Genocide scholar Tom Ndahiro said: "Among other things, Tanzania’s foreign minister called the FDLR ‘freedom fighters.’ Was this a lapsus linguae? I doubt it was. It was well thought and he meant it. When others, including the UN are calling them a Genocidal force, he calls them freedom fighters. How then will they engage them”?

Before it was integrated into MONUSCO, the FIB, comprising of troops from the Southern African Development Community (SADC) – Tanzania, South Africa, and Malawi –was initially a SADC military mission in support of the Congolese army (FARDC) against the M23.

The UN Department of Peacekeeping Operations (DPKO) currently headed by Frenchman Hervé Ladsous, is part of another thick puzzle. Ladsous who was France’s Deputy Permanent Representative to the UN during the 1994 Genocide against the Tutsi and defended his government’s policies, including aiding the escape of the masterminds of the Genocide into eastern DR Congo.

Other possible western interests aside, Ladsous’ current intentions remain open to discussion. In June, he requested for the lifting of a travel ban for FDLR president Gaston Rumuli Iyamuremye (a.k.a Victor Rumuli Byiringiro), to permit him travel to Italy. The UN actually flew a sanctioned FDLR leader on a UN aircraft in the DR Congo, before the operation aborted following protests from Kigali.

Game changer

Meanwhile, even if a unilateral incursion by Rwanda into eastern DR Congo to eliminate the militia threat is unlikely, it appears that something else could give it effect.

In the past few months, 10 regional countries: Burundi, Comoros, Djibouti, Ethiopia, Kenya, Rwanda, Seychelles, Somalia, Sudan and Uganda – members of the Eastern Africa Standby Force (EASF) – hastened plans to establish a 5,000 strong fighting force by next month.

The force which is expected to be combat ready a year ahead of schedule will target negative forces including the FDLR, the Allied Democratic Forces (ADF), a rebel group opposed to the Ugandan government, and the al-Shabaab, a jihadist group based in Somalia which pledges allegiance to the militant Islamist organisation al-Qaeda. This could be a game changer.

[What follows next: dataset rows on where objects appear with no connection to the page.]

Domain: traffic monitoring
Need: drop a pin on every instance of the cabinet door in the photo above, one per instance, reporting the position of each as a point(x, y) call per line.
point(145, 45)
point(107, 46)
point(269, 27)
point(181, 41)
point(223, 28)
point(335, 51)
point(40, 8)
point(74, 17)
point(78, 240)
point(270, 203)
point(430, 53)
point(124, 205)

Other factors constant, a willingness by EASF countries to go it alone could possibly shake and galvanize the UN into action – whichever form it takes – to prevent a new massive regional conflict.

Nkurayija sees the EASF as a viable option in checking the FDLR impasse or any other negative force weighing down on the region. "The EASF may not be the only solution but it can be a last alternative if there is no progress by January 2. It is a good strategy to prevent what may happen if these negative forces are not disarmed.”

"Perhaps, a solution we never anticipated could pop up but a plan B is essential. The last solution is to protect ourselves,” he added.

The EASF, formerly Eastern Africa Standby Brigade, is largely buttressed by Kenya, Uganda, Rwanda and Ethiopia, which committed nearly the entire force.

Kigali often indicates that some states in the region continue to sanitize and protect the FDLR and are unwilling to support decisive action against the FDLR.

In 2011, there were reports indicating that Rwandan fugitives, including Kayumba Nyamwasa, established ties with the FDLR. Related meetings were allegedly held in South Africa, among other places.

According to Ndahiro: There has to be another FIB as I don’t see the current composition’s chemistry doing it. EASF would be a better alternative to the FIB, which is actually a fib, when it comes to fighting the FDLR”.